When I returned, I turned in the funeral program and continued my classes as usual. After a tireless semester, I was shocked to discover I had failed a course. This was the first time in my life I had failed anything. Despite informing my professors of my absence, they deducted marks for the daily 10% quizzes I missed while away. I was absent for several days, so I just missed the passing grade of 70%. The only other person who failed the class was one of my white classmates. As we sat together on the GO train headed home, we decided to email the professor asking for extra credit work. Surprisingly, my white counterpart received the accommodation while I did not. 

Illustration of an auditorium and a person in front of a tombstone

Illustration: Malaaya Adams

This was just the beginning of the tireless fight for recognition and support I would undergo at that school. Later, I learned that I had to restart the whole year because I failed the course. After four years of going back and forth with professors, hiring private tutors, volunteering, and working at Deaf organizations alongside Deaf co-workers who insisted I would be a valuable addition to the profession, every person of colour in my class, including me, were kicked out of the program. 

It was a devastating time, yet the students came together to form a class action against the professors and program. After working with representatives from the college to provide statements describing experiences of racism, discrimination and verbal abuse, it seemed we were finally receiving the support we deserved. Shortly after our second meeting, however, a strike broke out at the college. Faculty were left looking for other work, and the college representatives working on the case dropped out. As we were looking for new representation, we discovered the college had planned to use our statements in a lawsuit against the program without the students’ knowledge or consent. We went from feeling supported to being betrayed.

Nonetheless, I persevered. Only five other schools in the country offered a sign language interpreter program, each in a different province. Although I had no desire to move away, I saw no other options. After a year of working and preparing, I moved out West to continue my dream. Luckily, some of my courses transferred and lessened my workload.

After a great first semester, I again found myself fighting to be seen by my professors. One of my professors, who had been teaching in the program for over 20 years, assigned a reading entitled, “Characteristics of Oppressed Peoples: Their Effect on the Interpreting Context.” The 1987 article attempted to draw parallels between the experiences of oppressed racial groups to the experience of the Deaf community. The article was not peer-reviewed and had no citations for its statements on the Black experience. Further, the author, a white woman, does not identify with any of the oppressed, minority groups discussed. She spoke about Black people exuding rage, violence and envy specifically against white people, who are deemed the oppressors. I called out my professor for assigning an outdated, incorrect article as required reading and called for its removal from the curriculum. The interpreting profession is already predominately white––the average interpreter being white women over the age of 40––and not fully representative of the community we work with and for. Other students, who did not see an issue with the article until I spoke up, agreed that it should be removed from the curriculum. Meanwhile, the professor said she “didn’t get a chance to re-read the article,” deflected every alternative I suggested and subsequently retired at the semester’s end.
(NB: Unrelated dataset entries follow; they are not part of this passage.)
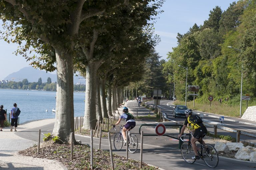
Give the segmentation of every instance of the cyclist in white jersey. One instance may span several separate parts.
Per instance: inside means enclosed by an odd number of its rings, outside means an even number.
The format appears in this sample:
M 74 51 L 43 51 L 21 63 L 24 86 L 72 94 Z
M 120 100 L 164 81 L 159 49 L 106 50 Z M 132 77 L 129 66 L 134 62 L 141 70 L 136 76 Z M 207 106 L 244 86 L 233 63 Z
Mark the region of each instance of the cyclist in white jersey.
M 126 123 L 123 127 L 122 129 L 122 133 L 124 139 L 125 145 L 126 144 L 126 132 L 128 131 L 129 129 L 132 129 L 136 125 L 136 122 L 135 121 L 134 117 L 132 115 L 128 112 L 128 108 L 126 107 L 124 107 L 123 108 L 123 114 L 120 116 L 118 121 L 117 121 L 115 124 L 113 125 L 114 127 L 116 125 L 118 125 L 120 123 L 121 120 L 123 119 L 126 121 Z

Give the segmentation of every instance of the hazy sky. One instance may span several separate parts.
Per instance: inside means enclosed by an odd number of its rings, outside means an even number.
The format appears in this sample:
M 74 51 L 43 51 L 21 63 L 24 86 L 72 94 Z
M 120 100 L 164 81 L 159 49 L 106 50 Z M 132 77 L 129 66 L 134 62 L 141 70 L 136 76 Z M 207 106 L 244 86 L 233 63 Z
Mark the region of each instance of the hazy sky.
M 166 0 L 162 8 L 164 12 L 159 15 L 160 18 L 155 24 L 155 33 L 161 40 L 156 47 L 157 52 L 162 59 L 166 59 L 168 52 L 172 51 L 172 48 L 177 46 L 176 36 L 178 32 L 186 33 L 195 23 L 198 26 L 203 25 L 208 18 L 210 11 L 216 6 L 220 7 L 224 11 L 234 1 L 237 1 Z M 0 25 L 2 23 L 0 22 Z M 1 27 L 0 29 L 2 30 Z M 29 66 L 26 59 L 13 54 L 17 46 L 0 40 L 0 80 Z

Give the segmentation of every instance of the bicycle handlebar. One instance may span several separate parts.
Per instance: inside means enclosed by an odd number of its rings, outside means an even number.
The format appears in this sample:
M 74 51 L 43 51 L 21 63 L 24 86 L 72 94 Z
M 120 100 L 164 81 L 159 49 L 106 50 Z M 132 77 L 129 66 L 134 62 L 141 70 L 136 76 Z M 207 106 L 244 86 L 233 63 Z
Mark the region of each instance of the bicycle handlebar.
M 181 139 L 181 137 L 182 137 L 183 136 L 187 136 L 188 135 L 192 135 L 192 134 L 193 134 L 193 133 L 191 132 L 191 133 L 187 133 L 186 134 L 185 134 L 184 135 L 182 135 L 180 137 L 180 140 L 181 140 L 182 141 L 182 142 L 184 142 L 184 140 Z

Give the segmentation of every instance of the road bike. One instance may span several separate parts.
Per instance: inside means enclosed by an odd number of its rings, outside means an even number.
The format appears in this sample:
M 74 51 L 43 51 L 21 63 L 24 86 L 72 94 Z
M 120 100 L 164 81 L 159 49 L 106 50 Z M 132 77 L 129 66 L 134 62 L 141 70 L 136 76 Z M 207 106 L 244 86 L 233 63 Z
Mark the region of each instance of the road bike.
M 184 141 L 181 139 L 181 137 L 185 136 L 189 136 L 189 139 L 188 141 Z M 195 155 L 192 145 L 191 144 L 191 139 L 192 137 L 192 133 L 187 133 L 182 135 L 180 139 L 183 141 L 181 144 L 180 151 L 181 155 L 184 160 L 190 164 L 194 163 L 196 161 L 196 159 L 192 158 L 192 157 Z M 197 146 L 197 153 L 200 158 L 204 160 L 205 164 L 210 168 L 214 168 L 218 165 L 219 163 L 219 156 L 216 149 L 211 145 L 206 144 L 203 145 L 202 143 L 202 140 L 199 142 L 201 147 Z
M 114 137 L 114 147 L 117 151 L 121 150 L 124 140 L 122 132 L 123 127 L 123 126 L 120 126 L 120 132 L 116 133 Z M 113 128 L 116 130 L 115 127 Z M 136 135 L 130 133 L 130 130 L 128 131 L 128 149 L 131 152 L 134 153 L 138 149 L 138 138 Z

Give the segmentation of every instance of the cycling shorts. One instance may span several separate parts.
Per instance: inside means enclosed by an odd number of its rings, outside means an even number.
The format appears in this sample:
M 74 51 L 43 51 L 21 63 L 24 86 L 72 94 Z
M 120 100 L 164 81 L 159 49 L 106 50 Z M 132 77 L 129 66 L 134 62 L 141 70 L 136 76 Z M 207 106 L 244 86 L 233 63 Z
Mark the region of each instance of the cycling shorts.
M 136 125 L 136 122 L 127 122 L 124 125 L 124 127 L 126 129 L 128 129 L 130 128 L 130 129 L 132 129 Z
M 205 126 L 203 126 L 197 129 L 193 134 L 193 136 L 196 139 L 199 139 L 200 137 L 204 137 L 207 134 L 207 129 Z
Illustration of a colourful graduation scene with blue caps

Illustration: Malaaya Adams

Despite this incident and similar experiences, I continued to focus on my goal. I went back to my roots by prioritizing meeting Deaf Christians in my local churches, visiting the United States to volunteer, and attending Deaf Black-led events. With much perseverance, I graduated from my program with an award of distinction. I was the youngest of only 15 active Black sign language interpreters in Canada. Currently, I work full-time as an interpreter and aim to abide by accountability, equality, inclusion and respect. I hope that this profession will grow to represent and serve the world we live in every day.